Zed Lopez

Why I Almost Left Ubuntu

It’s hard to believe, but I’ve been using Ubuntu for about 6 years now. I’d been using Gentoo beforehand; I’ve come to like the Debian packaging system, repositories whose intra-operability had been extensively tested (at least after release…), but with the regular release schedule putting a reasonable bound on getting recent versions of apps. And Malasada is happy with her Ubuntu (Gnome) desktop, and it’s convenient to have all the machines in the house on the same OS.

But I don’t have any use for Gnome, or KDE, or desktop environments in general. I start with a command-line system, install X, build ratpoison from source (with a patch of my own), build rxvt-unicode from source (because even Lucid’s package is one release behind, missing the crucial letterspace adjustment feature), build dzen2 from source (for xft support)… in short, I was acting more like an Arch Linux user. And I was often finding the Arch wiki and forums more helpful than Ubuntu’s, given how often the latter’s advice was desktop environment-centric. I figured why fight it? I’d give a distro more or less aimed at compulsive customizers a go.

So I did. I have a draft blog entry lying around talking about it, which was mostly positive. But I gave up due to a fatal flaw that I suspected (and am now confident) wasn’t Arch’s fault. This bug in which mode_switch is intermittently locked may be common to all instances of Xorg’s Xserver >= 1.7. Harmless for the majority who’ve never Xmodmapped a mode_switch key into existence or mapped a keyboard layout that relied on it. But if you have, it makes your system unusable. At first I’d thought my keyboard was dirty and sticking, but it persisted with a new keyboard.

I wasn’t willing to unlearn my custom keyboard layout, and didn’t want to learn how to do it in XKB having found that a frustrating exercise when I’d looked into it before, so I thought I’d install the Ubuntu Lucid pre-release (I think it was the last Alpha.) My latest machine didn’t have a CD drive, so I was installing with a USB CD drive. And after starting, the installer complained it couldn’t find the CD drive, would I like to provide a driver on floppy? This was when I remembered I’d had the same problem with Karmic. So, like I did then, I started with Jaunty, planning to dist-upgrade for there. Which I did. But whether it was due to my manually configured LVM/crypto configuration or an Alpha bug, the two dist-upgrades left me with a system that froze on the Ubuntu boot screen.

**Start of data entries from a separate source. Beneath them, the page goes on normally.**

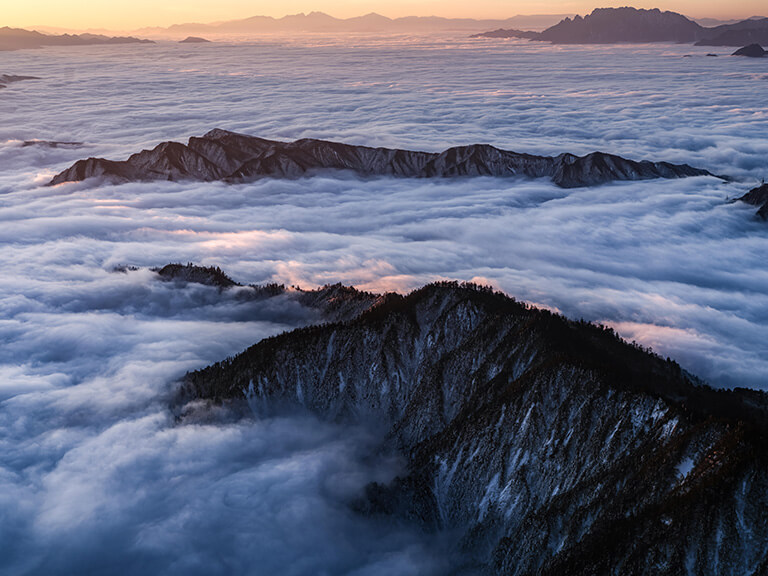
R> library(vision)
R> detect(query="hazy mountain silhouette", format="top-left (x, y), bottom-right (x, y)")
top-left (0, 26), bottom-right (153, 51)
top-left (134, 12), bottom-right (571, 37)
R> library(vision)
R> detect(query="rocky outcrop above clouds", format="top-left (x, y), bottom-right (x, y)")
top-left (738, 183), bottom-right (768, 219)
top-left (732, 43), bottom-right (766, 57)
top-left (535, 8), bottom-right (705, 44)
top-left (0, 73), bottom-right (39, 89)
top-left (50, 128), bottom-right (714, 189)
top-left (181, 280), bottom-right (768, 575)
top-left (147, 263), bottom-right (382, 322)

Screw it, thought I, and I downloaded and burned a Debian Squeeze installer. There wasn’t a heck of a lot of distance between Ubuntu and Debian the way I did it, anyway.

That was when I found out that whatever the problem was with the USB CD driver, it was something Ubuntu inherited from Debian.

Screw it, thought I, and ripped the one SATA DVD drive in the house out of its machine and installed it in mine (my current machine has a Zotac Ion mini-ITX motherboard with no IDE headers.) I started over with Lucid.

Shortly thereafter, I encountered the same X issue. So I had to break down and learn how to map my keyboard in XKB. If mode_switch and xmodmap are so marginal that a problem of those magnitude can stand, it’s probably time to throw in the towel and get with the modern technique.

So after all of that, I’m back on Ubuntu, with no reason I couldn’t switch back to Arch, except that all my tolerance for installing OSes has been used up for some months to come.